L'énorme quantité des produits, la variété incessamment renouvelée des
objets mis en vente, l'innombrable clientèle permettent à ces géants
commerciaux de livrer à des cours bien inférieurs à ceux de l'humble
boutiquier.
De même que les chemins de fer ont tué la diligence, de même les grands
magasins écrasent sous leurs roues tout ce qui vivotait, à Paris, du
culte de la femme.
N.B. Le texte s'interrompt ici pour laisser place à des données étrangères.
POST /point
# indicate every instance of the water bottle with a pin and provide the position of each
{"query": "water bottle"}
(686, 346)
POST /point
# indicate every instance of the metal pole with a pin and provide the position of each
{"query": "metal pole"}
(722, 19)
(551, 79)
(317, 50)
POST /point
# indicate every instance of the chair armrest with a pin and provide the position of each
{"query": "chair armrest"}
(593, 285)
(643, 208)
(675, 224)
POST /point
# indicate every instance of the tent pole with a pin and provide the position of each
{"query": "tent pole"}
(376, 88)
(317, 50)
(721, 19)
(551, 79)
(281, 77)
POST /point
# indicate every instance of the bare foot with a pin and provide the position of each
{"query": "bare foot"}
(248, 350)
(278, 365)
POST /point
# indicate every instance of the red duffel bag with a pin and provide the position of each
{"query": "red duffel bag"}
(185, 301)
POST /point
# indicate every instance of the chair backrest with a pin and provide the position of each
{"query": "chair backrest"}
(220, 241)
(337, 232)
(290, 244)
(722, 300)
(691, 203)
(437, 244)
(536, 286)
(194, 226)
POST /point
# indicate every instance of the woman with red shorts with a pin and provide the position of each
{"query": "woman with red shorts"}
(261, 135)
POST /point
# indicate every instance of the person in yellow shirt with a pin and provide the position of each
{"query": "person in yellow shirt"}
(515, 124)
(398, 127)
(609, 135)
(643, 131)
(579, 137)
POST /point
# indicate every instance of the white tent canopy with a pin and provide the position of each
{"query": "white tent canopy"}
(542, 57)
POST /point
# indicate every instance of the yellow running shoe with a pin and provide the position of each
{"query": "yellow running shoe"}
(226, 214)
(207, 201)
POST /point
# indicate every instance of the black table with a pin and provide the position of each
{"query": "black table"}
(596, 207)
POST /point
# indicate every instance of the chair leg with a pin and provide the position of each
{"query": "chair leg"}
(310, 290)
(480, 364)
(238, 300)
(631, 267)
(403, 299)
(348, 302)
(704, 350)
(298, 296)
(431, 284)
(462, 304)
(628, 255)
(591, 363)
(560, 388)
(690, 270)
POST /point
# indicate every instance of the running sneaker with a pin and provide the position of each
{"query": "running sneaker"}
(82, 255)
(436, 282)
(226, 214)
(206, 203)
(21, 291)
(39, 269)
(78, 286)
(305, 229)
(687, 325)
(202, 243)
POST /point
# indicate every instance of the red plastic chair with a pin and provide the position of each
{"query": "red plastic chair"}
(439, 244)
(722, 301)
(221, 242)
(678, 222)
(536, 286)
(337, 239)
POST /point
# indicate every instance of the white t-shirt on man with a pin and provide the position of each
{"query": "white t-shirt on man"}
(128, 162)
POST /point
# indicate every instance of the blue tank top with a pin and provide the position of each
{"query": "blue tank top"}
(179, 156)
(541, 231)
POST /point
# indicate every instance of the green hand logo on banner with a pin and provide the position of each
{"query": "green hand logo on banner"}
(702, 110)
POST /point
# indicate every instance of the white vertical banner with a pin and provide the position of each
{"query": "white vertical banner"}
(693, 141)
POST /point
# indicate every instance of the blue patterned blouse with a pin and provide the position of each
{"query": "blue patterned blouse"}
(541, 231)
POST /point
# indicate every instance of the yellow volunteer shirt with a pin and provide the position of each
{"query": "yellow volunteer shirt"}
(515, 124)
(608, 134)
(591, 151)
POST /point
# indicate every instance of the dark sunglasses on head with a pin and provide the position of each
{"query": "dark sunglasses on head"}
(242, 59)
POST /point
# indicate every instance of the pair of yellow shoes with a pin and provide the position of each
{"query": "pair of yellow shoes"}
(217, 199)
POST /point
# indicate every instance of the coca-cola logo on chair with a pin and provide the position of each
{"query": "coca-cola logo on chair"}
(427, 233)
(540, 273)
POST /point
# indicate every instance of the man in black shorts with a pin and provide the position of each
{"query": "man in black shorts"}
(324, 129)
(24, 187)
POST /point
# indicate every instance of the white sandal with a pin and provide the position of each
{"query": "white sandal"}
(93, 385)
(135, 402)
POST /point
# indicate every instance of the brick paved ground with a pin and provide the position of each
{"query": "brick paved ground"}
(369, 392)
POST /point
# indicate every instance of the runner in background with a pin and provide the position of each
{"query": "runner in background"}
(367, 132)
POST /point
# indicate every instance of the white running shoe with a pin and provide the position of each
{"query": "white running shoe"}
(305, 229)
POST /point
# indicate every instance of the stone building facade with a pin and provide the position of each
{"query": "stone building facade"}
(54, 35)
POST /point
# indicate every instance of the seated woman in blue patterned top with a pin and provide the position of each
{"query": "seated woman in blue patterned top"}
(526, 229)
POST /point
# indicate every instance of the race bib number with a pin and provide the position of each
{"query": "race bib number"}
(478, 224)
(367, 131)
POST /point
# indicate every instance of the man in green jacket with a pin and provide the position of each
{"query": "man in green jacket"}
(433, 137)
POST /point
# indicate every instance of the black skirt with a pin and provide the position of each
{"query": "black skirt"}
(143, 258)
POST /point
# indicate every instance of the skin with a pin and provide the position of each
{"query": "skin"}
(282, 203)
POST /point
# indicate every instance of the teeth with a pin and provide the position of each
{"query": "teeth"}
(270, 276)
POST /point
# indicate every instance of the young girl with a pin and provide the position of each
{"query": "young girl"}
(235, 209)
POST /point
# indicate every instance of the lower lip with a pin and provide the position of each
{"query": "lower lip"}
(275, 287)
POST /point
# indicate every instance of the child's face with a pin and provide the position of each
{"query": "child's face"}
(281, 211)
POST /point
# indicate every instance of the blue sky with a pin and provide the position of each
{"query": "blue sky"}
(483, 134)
Ils ont vulgarisé l'élégance, en la rendant
accessible aux bourses les plus étroites.Le bas de soie, inconnu à la
bourgeoise d'autrefois, est en circulation parmi les plus humbles; ce
sont des tentations toujours nouvelles, d'autant plus dangereuses que
les petits y peuvent atteindre. De même, dans les campagnes la
Belle-Jardinière a, depuis longtemps, tué la blouse brodée du paysan
endimanché et remplacé ce vêtement primitif par une confection livrée
presque au même prix.
[...] Le point de départ de Jaluzot se rapproche beaucoup plus de celui
de Boucicaut, duquel, d'ailleurs, il fut l'employé le plus apprécié
pendant cinq années. Jaluzot débuta aux Villes-de-France; puis, voyant
le magasin péricliter, n'ayant pas confiance en son avenir, il alla
frapper à la porte du Bon-Marché, sûr d'avance du succès. Il y entra à
quinze cents francs par an et un minime intérêt; il en gagnait vingt
mille environ lorsqu'il se sépara de Boucicaut pour venir fonder les
magasins du Printemps.
Ah ! ce ne fut pas sans longues traverses qu'il arriva au niveau de ses
ainés; on commença par n'avoir que le rez-de-chaussée de la maison;
l'année suivante, on prit l'entresol, puis le premier, le second, le
troisième; toute la maison. On marchait à pas de géant; la maison en
absorba une seconde, une troisième à l'heure actuelle, c'est tout un
magnifique pâté de constructions, au centre du boulevard Haussmann, qui
appartient au Printemps et montre la fortune de ces établissements entre
les mains d'un homme d'affaires, intelligent, actif, ayant de
l'initiative et de l'audace.
C'est Jaluzot qui a, le premier, fondé une succursale du Printemps à
Yokohama. A l'heure actuelle, il en établit une autre à Tanger. Non
content de la clientèle parisienne, il fait d'immenses affaires
d'exportation ; il a des magasins pour le service des expéditions en
douane à toutes les frontières, et, lorsqu'on a passé la frontière
allemande, le premier nom français qui saute à l'oeil sur les murailles
d'Avricourt, écrit en gros caractères, est celui de JULES JALUZOT ET C°.
Signe des temps ! |
Rue de la Cérésite
Hans Wunner dépose en 1898 un brevet pour un matériau d'étanchéité bitumineux
destiné à la la fabrication de ciment imperméable à l'eau.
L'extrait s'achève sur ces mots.